The main entrees for the prix fixe menu are similar to what you would find on the regular menu at Roy's. While many items are the same from Roy's location to Roy's location, each chef is allowed to infuse their own signature items on their local menu. The prix fixe menu allowed choices from five different entrees including an 8 oz. beef filet, blackened ahi, and a macadamia nut encrusted mahi mahi. All three I considered before I opted for the blackened ahi.
Here's my blackened ahi, which I'm not certain it was blackened at all. It was topped with some pickled cabbage - it may have been bok choy - and placed upon a bed of rice and a green leaf, also indescribable, with a pool of spicy soy mustard butter sauce which didn't seem to be all that spicy.
The ahi tuna, although not blackened the way I think of blackened fish, was still fresh and flavorful. It was a thick chunk of fish, almost two and a half inches thick. It had a great texture to it and had a little bit of marbling for that fatty tuna taste that is oh so good. I was happy with my ahi filet, other than the fact that it wasn't blackened and the sauce was rather bland.
However, others at the end of the table who got the ahi tuna weren't happy with it. My colleague John felt the tuna was "fishy" in taste and not all that great. A couple of the Cambridge Audio guys - Brits who know a little bit about fish - also felt their ahi tuna was not up to par.
Peter, who was seated next to me, got the macadamia nut encrusted mahi mahi. He declared it to be "excellent". I was not keen on macadamia nuts before our trip to Hawaii, but quickly fell in love with those rich tasting morsels when we were on the Big Island. But I'm not certain that I'd care for them with fish.

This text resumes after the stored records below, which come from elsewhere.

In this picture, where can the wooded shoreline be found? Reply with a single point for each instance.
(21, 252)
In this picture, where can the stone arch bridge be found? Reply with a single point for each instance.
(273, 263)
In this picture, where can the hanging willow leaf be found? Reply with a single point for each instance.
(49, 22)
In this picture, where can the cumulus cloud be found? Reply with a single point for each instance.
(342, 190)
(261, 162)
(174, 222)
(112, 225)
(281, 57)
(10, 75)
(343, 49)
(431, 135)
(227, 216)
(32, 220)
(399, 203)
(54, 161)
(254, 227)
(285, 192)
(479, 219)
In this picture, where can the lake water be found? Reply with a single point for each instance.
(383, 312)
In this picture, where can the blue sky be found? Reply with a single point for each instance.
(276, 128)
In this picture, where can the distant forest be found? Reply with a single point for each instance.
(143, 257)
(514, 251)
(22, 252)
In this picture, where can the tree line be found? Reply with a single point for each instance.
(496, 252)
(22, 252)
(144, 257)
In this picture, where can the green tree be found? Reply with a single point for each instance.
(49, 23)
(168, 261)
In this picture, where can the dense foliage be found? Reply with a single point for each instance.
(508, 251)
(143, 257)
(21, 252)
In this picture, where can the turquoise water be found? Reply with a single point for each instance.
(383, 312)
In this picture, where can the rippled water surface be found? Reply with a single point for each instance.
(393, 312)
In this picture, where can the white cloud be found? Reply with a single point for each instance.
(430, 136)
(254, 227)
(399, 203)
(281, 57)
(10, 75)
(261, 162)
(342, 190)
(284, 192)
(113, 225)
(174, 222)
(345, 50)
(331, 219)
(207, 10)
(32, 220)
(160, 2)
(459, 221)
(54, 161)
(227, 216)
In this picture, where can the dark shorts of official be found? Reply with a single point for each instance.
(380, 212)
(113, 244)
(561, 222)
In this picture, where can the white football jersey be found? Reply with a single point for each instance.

A nice touch to end the evening was a dessert tray (which I didn't participate in) and some champagne, complements of the guys at Cambridge Audio. We toasted our friendship and the hope for a stellar year in 2012. It was a good evening all the way around.
Even with mixed reviews from those in our party, I thought my meal at Roy's Hawaiian Fusion was interesting and above average. But I'm not certain that in the future I'd seek out a Roy's to have a meal. I don't know, I always have trouble finishing posts like this. I did like Roy's, but it didn't trip my trigger as some place that I absolutely have to go back to. If someone suggests going to Roy's in the future, I won't say no. But I may look for alternatives first.